Some clergy contacted by The News said that Malone made a serious misstep by not keeping Smith out of active ministry after Bishop Edward U. Kmiec removed Smith as pastor of St. Mary of the Lake Church in Hamburg in 2012. Malone even wrote a glowing letter of recommendation for Smith to serve as a chaplain on a cruise ship, according to the WKBW report.

“Up until this point, it has been the bishop saying, ‘I am correcting the sins of the past.’ This is different because it’s his judgment called into question,” said one local pastor. “Very few people will jump to his defense, especially over something like this, which appears to be indefensible.”

Clergy across the diocese said parishioners were struggling to come to grips with the scandal.

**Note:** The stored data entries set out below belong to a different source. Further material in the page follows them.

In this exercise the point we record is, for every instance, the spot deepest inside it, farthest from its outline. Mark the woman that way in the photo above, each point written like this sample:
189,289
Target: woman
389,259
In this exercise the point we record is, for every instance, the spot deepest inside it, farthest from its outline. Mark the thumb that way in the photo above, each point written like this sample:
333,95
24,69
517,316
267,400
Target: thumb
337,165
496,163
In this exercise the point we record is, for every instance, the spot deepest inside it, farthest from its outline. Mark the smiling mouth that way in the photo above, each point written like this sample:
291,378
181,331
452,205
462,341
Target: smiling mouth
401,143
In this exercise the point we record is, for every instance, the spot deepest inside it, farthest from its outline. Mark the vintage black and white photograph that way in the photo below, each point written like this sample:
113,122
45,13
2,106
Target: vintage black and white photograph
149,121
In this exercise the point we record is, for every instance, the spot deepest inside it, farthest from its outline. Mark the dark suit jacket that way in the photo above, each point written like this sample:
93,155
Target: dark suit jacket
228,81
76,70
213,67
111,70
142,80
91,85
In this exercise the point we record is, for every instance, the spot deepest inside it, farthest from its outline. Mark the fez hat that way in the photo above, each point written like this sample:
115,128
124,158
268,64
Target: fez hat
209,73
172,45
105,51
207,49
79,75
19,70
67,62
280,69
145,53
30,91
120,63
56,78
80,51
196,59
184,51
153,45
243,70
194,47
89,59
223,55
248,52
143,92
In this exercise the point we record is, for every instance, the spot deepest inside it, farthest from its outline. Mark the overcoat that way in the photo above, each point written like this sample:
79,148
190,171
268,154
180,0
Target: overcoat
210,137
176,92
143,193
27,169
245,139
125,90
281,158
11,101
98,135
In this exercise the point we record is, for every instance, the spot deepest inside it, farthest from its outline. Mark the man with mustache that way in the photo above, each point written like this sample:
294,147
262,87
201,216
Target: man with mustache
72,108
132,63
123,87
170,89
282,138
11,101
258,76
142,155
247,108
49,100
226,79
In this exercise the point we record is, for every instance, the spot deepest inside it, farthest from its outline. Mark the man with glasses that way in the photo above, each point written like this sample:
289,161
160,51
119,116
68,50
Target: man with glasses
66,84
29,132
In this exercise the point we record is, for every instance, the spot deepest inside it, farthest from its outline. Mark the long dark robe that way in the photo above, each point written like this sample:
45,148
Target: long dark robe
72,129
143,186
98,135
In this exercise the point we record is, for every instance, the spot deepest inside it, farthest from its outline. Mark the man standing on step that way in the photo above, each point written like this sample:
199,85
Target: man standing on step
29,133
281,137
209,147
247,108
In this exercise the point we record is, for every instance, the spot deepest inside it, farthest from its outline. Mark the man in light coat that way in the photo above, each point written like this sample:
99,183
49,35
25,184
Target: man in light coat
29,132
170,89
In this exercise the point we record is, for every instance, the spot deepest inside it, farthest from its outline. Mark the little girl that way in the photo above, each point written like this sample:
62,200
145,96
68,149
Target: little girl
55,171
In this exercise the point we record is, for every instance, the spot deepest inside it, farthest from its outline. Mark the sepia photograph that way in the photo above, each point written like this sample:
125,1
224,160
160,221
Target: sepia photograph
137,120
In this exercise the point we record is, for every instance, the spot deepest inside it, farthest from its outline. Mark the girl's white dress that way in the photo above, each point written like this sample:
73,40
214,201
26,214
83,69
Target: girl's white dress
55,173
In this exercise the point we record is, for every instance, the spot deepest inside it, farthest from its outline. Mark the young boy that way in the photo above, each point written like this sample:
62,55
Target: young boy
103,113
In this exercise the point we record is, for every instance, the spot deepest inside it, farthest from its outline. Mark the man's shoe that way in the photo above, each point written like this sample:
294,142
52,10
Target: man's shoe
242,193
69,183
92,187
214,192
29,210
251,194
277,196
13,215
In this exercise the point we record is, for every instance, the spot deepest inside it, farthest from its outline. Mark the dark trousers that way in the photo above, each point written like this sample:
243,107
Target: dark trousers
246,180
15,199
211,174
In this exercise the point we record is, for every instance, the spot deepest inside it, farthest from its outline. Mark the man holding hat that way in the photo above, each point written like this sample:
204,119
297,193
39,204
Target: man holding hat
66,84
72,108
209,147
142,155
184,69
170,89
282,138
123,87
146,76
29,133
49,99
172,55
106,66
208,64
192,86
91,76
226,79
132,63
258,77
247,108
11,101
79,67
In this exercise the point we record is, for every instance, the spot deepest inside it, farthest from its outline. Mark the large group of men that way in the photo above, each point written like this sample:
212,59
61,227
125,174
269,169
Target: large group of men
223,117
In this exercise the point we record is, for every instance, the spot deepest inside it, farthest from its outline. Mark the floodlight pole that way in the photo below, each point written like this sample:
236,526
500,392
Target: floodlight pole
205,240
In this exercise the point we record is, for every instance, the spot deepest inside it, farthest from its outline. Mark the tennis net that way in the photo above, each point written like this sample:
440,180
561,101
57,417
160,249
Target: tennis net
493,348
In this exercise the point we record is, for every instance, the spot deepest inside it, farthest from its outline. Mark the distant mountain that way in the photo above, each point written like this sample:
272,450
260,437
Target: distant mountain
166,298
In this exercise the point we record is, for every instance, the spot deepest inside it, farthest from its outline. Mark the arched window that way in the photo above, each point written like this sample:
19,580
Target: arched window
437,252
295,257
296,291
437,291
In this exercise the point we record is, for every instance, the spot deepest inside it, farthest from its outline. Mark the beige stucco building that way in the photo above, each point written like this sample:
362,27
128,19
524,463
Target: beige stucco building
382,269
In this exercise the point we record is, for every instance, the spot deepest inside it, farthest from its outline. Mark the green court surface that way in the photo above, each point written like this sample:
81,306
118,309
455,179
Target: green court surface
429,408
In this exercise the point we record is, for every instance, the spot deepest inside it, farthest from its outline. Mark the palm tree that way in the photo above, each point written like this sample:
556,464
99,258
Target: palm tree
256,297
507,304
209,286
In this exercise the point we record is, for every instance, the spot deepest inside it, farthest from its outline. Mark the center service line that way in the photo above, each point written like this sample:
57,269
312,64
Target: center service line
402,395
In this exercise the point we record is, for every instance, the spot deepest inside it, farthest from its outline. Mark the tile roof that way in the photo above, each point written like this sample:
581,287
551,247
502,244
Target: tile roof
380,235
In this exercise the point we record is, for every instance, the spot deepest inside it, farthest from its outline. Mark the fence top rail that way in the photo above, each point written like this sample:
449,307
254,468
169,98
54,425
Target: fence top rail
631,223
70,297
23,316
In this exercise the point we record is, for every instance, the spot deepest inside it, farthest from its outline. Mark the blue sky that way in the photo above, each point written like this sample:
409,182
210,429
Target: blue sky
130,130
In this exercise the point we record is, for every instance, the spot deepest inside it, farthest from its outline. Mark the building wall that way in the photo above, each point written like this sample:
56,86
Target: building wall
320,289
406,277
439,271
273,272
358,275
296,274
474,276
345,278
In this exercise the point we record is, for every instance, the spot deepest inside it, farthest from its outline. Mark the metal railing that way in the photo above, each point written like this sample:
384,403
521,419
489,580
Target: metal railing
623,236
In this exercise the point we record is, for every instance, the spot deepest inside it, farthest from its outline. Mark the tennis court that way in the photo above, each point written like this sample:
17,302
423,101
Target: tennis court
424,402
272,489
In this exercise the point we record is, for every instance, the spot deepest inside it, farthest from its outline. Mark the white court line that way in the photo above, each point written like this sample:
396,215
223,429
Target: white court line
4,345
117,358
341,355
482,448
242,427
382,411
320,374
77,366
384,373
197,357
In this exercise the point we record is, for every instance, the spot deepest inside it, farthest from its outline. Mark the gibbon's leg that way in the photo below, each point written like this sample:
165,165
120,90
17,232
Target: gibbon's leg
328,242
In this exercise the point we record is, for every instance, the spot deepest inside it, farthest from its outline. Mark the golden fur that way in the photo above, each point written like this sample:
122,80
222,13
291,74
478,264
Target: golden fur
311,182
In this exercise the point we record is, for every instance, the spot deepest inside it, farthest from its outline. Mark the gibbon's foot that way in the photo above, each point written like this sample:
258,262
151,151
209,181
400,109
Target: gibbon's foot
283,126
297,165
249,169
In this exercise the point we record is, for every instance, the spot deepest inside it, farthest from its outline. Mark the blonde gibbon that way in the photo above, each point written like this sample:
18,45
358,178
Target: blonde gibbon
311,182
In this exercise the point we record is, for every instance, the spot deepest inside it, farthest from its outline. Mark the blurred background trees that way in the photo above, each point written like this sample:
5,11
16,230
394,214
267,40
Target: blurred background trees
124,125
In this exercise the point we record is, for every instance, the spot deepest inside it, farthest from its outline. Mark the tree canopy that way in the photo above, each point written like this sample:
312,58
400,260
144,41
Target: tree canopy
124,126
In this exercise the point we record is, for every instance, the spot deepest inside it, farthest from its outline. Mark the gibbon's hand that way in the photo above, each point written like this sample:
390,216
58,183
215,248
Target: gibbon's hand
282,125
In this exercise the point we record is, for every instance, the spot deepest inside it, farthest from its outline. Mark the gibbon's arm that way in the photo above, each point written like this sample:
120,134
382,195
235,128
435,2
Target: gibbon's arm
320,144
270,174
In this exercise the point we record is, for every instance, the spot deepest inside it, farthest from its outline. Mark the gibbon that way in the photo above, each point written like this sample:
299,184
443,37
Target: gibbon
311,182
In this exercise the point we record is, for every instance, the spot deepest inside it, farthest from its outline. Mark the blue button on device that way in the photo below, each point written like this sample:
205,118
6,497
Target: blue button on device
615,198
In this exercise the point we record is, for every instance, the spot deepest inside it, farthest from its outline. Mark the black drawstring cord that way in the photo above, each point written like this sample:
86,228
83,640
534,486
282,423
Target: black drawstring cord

The Rev. Paul D. Seil, pastor of St. Bernadette Church in Orchard Park, said the diocese was facing the biggest crisis of his nearly 30 years as a priest.

In his homily Saturday, he tried to emphasize that if the church has a plan to combat the crisis, it “has got to be transparency and openness.”

He also said he would urge people to avoid jumping to conclusions about the roots of the crisis.

“Some people want immediate sweeping answers. The abuse has got to stop, the cover-up has to stop,” he said. “But there’s not an easy, sweeping answer” to why the abuse crisis happened.

Deacon Thaddeus V. Pijacki of St. Benedict Church in Eggertsville recently wrote to Pope Francis asking for the pontiff to allow priests to be married and for women to become deacons within the church.

“Without wanting to posit that there is a direct relationship between those requests and the sexual scandals, the studies indicate that there exists a sexual subculture within the Church that has led to unhealthy and harmful expressions of human sexuality that have brought scandal and shame to this Blessed institution of the Church,” Pijacki said in his letter. “As an ordained member of the Church, I feel the intense pain of those who have been violated as well as of those who struggle to remain faithful in light of the constant revelations of such abuses globally.”

Some parishes organized special prayer sessions to help survivors of abuse and other Catholics try to heal.

St. Gregory the Great Church in Amherst scheduled an evening of “Adoration and Prayer” from 7 to 9 p.m. on Sunday. St. Leo the Great Church in Amherst will host prayers for reparation and healing, from 3 to 8 p.m. on Sept. 7, including exposition of the Blessed Sacrament, rosary recitation, the sacrament of confession, a Mass and a candlelight procession.

“I think a lot of people are pretty discouraged at this point, and hurting,” said Monsignor Robert E. Zapfel, the pastor at St. Leo. “We want to demonstrate and allow people to demonstrate how strong our faith is.”